“If the storm stays on its current path, it will be the worst in more than 100 years”: Milton, maximum category hurricane, threatens Mexico and Florida

“If the storm stays on its current path, it will be the worst in more than 100 years”: Milton, maximum category hurricane, threatens Mexico and Florida
“If the storm stays on its current path, it will be the worst in more than 100 years”: Milton, maximum category hurricane, threatens Mexico and Florida

Hurricane Milton intensified “explosively” near the Yucatan Peninsula in Mexico, before its expected arrival on the night of Wednesday October 9 to Thursday October 10, in Florida, already affected by the destructive passage of Helen at the end september.

The arrival of this category 5 hurricane (the maximum on the Saffir-Simpson scale) comes at a time when Republicans and Democrats continue to argue over the response of federal authorities to the cataclysm caused by Hurricane Helene, which caused at least 230 dead in the southeast of the United States.

“If the storm stays on its current path, it will be the worst to hit the Tampa area in more than 100 years,” the weather services of this large Florida city warned on Monday.

Milton, is expected to make landfall in this southeastern American state, the third most populous in the United States, during the night from Wednesday to Thursday, after having skirted the northern coast of the Mexican Yucatan peninsula on Monday and Tuesday.

With “destructive winds” of up to 270 km/h, according to the latest bulletin from the American Hurricane Center (NHC), the tropical cyclone is expected to bring “destructive waves” to the Yucatan.

The new Mexican president Claudia Sheinbaum also alerted the population to the possibility of “torrential rains”.

Earlier Monday, workers in Yucatan barricaded doors and windows as fishermen returned their boats to port.

“Fierce”

Less than two weeks after Helene, residents of Florida were also preparing with concern for the arrival of this new hurricane.

“It’s too much,” sighs Ernst Bontemps as he attaches wooden planks to the windows of his clinic in St. Petersburg in west Florida.

“It’s really hard because we have already seen our city completely devastated” not long ago and “it’s starting again,” this 61-year-old gastroenterologist despairs.

Milton is a “fierce” hurricane, Republican Governor Ron DeSantis warned Monday.

“You have time to leave. So please do it,” he urged residents of at-risk areas. To facilitate these evacuations, the Florida authorities have announced that they will make penalties free.

Milton is expected to cross the state from southwest to northeast. Of Florida’s 67 counties, 51 are under a state of emergency order.

In Orlando, a city with numerous amusement parks in the center of the state, hundreds of cars were expected Monday under a gray sky for a distribution of sandbags.

Dominick Tucciarone, 29, told AFP that he had not planned to evacuate but admitted to being worried. “It’s been a long time since the eye of a hurricane passed over Orlando,” he said.
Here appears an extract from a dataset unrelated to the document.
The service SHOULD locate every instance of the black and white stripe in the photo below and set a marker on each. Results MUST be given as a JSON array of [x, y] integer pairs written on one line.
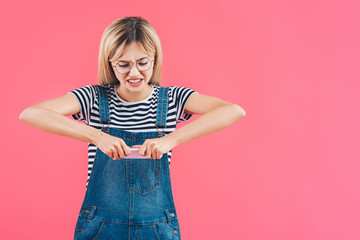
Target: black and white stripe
[[130, 116]]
The Disney World theme park said on its website that it would remain open Tuesday. In Tampa, zookeepers rushed to evacuate porcupines, elephants and even orangutans to protected areas.

The deadliest since 2005

By warming sea and ocean waters, climate change makes rapid intensification of storms more likely and increases the risk of more powerful hurricanes, scientists say.
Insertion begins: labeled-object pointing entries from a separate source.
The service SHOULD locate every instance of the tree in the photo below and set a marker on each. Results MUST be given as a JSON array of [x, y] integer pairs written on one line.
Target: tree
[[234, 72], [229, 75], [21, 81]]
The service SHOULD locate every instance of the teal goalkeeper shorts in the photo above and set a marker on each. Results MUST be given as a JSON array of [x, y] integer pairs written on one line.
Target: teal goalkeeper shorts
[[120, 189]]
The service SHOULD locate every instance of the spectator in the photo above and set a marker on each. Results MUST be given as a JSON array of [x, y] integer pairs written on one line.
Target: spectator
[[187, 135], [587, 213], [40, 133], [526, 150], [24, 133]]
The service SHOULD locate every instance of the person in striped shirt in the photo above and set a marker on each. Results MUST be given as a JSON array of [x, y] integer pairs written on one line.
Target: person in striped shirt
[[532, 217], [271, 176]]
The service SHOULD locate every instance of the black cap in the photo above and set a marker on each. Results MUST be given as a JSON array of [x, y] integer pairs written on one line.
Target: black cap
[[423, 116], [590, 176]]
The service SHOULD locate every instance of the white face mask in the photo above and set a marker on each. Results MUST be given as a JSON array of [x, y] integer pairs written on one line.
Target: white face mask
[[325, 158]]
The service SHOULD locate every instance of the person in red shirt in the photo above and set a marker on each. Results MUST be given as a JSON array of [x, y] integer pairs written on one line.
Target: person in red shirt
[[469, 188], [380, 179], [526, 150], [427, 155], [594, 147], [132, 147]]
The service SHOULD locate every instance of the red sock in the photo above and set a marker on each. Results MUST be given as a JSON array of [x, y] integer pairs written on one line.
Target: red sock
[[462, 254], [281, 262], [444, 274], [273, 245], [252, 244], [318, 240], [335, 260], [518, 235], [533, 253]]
Temperatures in the North Atlantic have been evolving continuously for more than a year at record heat levels, well above historical records, according to public data from the American Meteorological Observatory (NOAA).

NOAA warned at the end of May that the hurricane season, which extends from early June to the end of November, was expected to be an extraordinary year in the region.

Milton intervenes even as emergency services are still hard at work to help the many victims of Hurricane Helene, the deadliest to hit the continental United States since Katrina in 2005.

Hélène, which caused destructive floods and caused at least 230 deaths across half a dozen states, took a political turn, in the middle of the American presidential campaign.

Republican candidate and former President Donald Trump accuses the federal state, led by Democrats, of having done too little, too late, to provide assistance to the disaster victims, which President Joe Biden and his vice-president Kamala Harris, candidate for the presidential election of November 5, candidate firmly.

“Playing political games right now, in these crisis situations – we are at the height of it – is simply irresponsible and selfish,” criticized Ms. Harris.

He added: “It’s playing politics, instead of doing the job you took an oath to do, which is putting the people first.”